Пришли, домой. Дедушка уже зажег лампу, сидел возле нее с газетой-районкой, поблескивая порозовевшей лысиной; очки со сломанной дужкой были привязаны за нитку, сползали на кончик носа.
— С легким паром! Как помылся, герой? — спросил Павлика.
— Я не плакал, когда мама голову мыла.
— Молодцом! — похвалил дед.
Первый раз мальчонка назвал Марию мамой. С какой-то счастливой расслабленностью опустилась на лавку, обвела всех потеплевшим взглядом. Павлик прижался к ее коленкам, глазенки доверчивые, сверкают после бани, как вишенка.
— Молодцом! — снова похвалил дед. — Когда Витя-то в школу уйдет останешься со мной?
— Угу.
— И ладно. Покажи-ка, Витя, твой букварь, мы картинки посмотрим.
Витюшка достал из холщовой, сшитой матерью сумки букварь, вместе с Павликом придвинулись ближе к лампе, где сидел дедушка. Мария начала собирать на стол. И оттого, что выздоровел свекор, и оттого, что Павлик назвал ее мамой, радостное, легкое чувство не покидало ее весь вечер.
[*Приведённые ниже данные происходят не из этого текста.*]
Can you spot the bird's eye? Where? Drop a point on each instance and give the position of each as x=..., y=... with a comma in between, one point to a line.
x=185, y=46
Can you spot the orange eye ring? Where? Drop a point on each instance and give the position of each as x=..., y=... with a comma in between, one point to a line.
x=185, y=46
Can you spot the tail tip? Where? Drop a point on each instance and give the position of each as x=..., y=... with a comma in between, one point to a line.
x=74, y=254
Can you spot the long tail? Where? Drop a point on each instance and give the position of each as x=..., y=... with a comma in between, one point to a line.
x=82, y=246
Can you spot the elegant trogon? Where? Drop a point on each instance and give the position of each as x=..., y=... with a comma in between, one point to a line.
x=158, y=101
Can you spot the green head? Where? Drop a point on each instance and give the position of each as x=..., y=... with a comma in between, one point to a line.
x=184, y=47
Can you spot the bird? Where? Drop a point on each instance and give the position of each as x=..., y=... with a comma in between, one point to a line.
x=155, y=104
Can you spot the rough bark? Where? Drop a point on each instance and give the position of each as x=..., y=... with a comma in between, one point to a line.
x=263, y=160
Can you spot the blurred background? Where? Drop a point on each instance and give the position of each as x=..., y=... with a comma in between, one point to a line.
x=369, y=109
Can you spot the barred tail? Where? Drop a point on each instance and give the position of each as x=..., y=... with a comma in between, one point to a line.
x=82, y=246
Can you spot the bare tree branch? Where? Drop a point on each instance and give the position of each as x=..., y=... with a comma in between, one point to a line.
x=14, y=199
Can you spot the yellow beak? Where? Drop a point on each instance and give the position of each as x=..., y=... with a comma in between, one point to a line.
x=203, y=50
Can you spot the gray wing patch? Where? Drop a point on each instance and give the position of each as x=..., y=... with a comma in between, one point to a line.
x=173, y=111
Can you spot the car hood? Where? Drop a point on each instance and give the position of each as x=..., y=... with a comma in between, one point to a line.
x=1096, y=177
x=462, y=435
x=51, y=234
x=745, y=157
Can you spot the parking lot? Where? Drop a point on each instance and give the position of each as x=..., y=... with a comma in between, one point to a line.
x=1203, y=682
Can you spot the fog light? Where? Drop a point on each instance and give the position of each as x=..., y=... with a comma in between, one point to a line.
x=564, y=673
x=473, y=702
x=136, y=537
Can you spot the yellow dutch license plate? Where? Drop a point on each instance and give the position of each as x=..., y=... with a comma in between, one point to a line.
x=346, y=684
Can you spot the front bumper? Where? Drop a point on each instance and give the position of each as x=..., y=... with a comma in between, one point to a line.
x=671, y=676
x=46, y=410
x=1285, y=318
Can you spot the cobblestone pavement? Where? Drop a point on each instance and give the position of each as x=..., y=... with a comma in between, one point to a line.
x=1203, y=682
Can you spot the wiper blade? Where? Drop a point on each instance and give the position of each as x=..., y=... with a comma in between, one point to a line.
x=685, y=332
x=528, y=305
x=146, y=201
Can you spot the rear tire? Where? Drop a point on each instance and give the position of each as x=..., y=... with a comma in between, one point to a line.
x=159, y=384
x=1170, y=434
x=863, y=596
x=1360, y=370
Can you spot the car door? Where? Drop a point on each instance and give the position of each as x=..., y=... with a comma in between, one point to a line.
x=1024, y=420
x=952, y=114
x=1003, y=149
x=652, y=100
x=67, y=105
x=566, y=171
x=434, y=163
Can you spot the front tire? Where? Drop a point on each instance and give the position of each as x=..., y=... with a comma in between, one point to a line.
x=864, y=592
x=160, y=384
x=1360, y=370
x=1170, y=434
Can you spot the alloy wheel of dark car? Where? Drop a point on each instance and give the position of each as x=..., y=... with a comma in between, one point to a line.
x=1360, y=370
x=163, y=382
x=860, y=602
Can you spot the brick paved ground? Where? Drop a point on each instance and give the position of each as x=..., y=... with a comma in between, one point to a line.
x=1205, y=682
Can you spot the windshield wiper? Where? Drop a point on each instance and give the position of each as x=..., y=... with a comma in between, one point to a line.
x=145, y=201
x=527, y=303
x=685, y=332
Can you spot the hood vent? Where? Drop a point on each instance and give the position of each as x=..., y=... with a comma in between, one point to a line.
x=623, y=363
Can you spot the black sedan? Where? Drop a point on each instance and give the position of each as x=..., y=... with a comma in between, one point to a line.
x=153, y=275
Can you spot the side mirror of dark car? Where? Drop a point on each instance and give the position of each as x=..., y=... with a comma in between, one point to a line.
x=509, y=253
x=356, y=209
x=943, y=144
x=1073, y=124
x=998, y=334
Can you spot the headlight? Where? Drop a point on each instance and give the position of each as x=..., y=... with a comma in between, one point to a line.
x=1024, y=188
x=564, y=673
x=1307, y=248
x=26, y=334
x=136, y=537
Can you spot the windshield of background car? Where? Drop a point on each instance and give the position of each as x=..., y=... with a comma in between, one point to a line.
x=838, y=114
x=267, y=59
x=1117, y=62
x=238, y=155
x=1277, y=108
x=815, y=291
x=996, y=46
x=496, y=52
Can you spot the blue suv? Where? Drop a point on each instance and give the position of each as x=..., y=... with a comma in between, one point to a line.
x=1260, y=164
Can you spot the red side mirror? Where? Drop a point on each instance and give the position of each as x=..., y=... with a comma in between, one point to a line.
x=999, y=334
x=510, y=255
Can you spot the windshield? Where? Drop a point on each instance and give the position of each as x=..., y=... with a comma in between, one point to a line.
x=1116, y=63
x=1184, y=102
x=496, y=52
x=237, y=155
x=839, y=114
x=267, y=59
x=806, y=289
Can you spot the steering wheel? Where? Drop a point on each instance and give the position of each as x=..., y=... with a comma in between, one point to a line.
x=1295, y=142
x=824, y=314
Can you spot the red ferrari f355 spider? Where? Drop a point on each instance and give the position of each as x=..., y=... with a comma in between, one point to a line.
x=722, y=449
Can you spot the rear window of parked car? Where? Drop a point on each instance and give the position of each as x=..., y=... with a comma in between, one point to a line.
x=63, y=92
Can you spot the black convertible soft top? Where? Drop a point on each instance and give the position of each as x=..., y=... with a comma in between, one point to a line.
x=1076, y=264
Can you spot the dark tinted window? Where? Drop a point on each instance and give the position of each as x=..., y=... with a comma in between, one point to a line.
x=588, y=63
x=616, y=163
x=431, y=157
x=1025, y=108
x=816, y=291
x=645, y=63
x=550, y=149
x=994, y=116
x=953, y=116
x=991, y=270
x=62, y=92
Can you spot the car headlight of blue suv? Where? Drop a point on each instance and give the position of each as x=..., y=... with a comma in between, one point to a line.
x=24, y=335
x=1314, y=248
За чаем Иван Матвеевич пересказывал прочитанные новости, поучающе колотил пальцем по газете:
— Видала, сельского Лешку Филиппова под суд отдали.
— За что?
— За хорошие дела. Завышал влажность при приемке зерна, а потом, дескать, на усушку убавилось.
— Когда возили сдавать рожь, все придирался, что сыровата, заставлял лишний раз провеять на месте. Уж бабы его проклинали!
— Критикуют «Коммунар». Уборочную вздумали справлять рановато. А ваш Солодовников опять вперед других сдал госпоставки. Давеча проезжал на машине — сидит в кабине, сияет, как молодой месяц.
Паутинно-тонкий звук остывающего самовара начал убаюкивать Павлика. Пришлось нести на руках наверх. И Витюшка не остался с дедушкой: заметна была его ревность к Павлику. Всем троим хватало места на большой кровати.
— Хочу сапоги тебе купить, в школу-то бегать, — сказала Мария сыну. — Надо бы померить.
— Какие сапоги?
— У Захаровых присмотрела, кожаные. Они великоваты тебе, да все лучше, чем жмут ноги.
— Когда будем мер ять?
— Хоть утром сходим.
— Разбуди меня пораньше.
— Ладно, спите, мои милые. Ну-ка, кто скорей уснет?
И сама Мария впервые после многих тревожных ночей уснула вместе с сыновьями с сознанием своей материнской правды, с надеждой, что Арсений сумеет устроиться куда-нибудь, и они расстанутся с Задорином, чтобы начать новую жизнь на новом месте.
Вернулся Арсений и сразу стал торопить с отъездом, мол, завербовался на лесозаготовки: благо не привыкать к топору. В городе без паспорта зацепиться не удалось. Жить они будут в лесном поселке Каюрово Вологодской области. Арсений побывал там, договорился с начальником лесоучастка насчет жилья и прочего. Тот пообещал комнату в стандартно-щитовом доме, где располагались несколько семей; на первых порах можно перебиться, а после срубить новую избу — лес под рукой. Место, конечно, не такое красивое, как задоринский угор с видом на Боярку, но река тоже есть, лес по ней сплавляют.
Не так просто бросить дом, лишиться хозяйства. Труднее всего было расстаться с Красавкой — поискать такую удойницу. Вечером Мария последний раз подоила ее, взяла на веревку и повела сама в село к Сорокиным. Другую корову с погоном едва уведешь, эта идет — не мыкнет, за хозяйкой — куда угодно. Говорят, животные помнят своих спасителей. Вряд ли Красавка помнит, как Мария вытаскивала ее из пруда.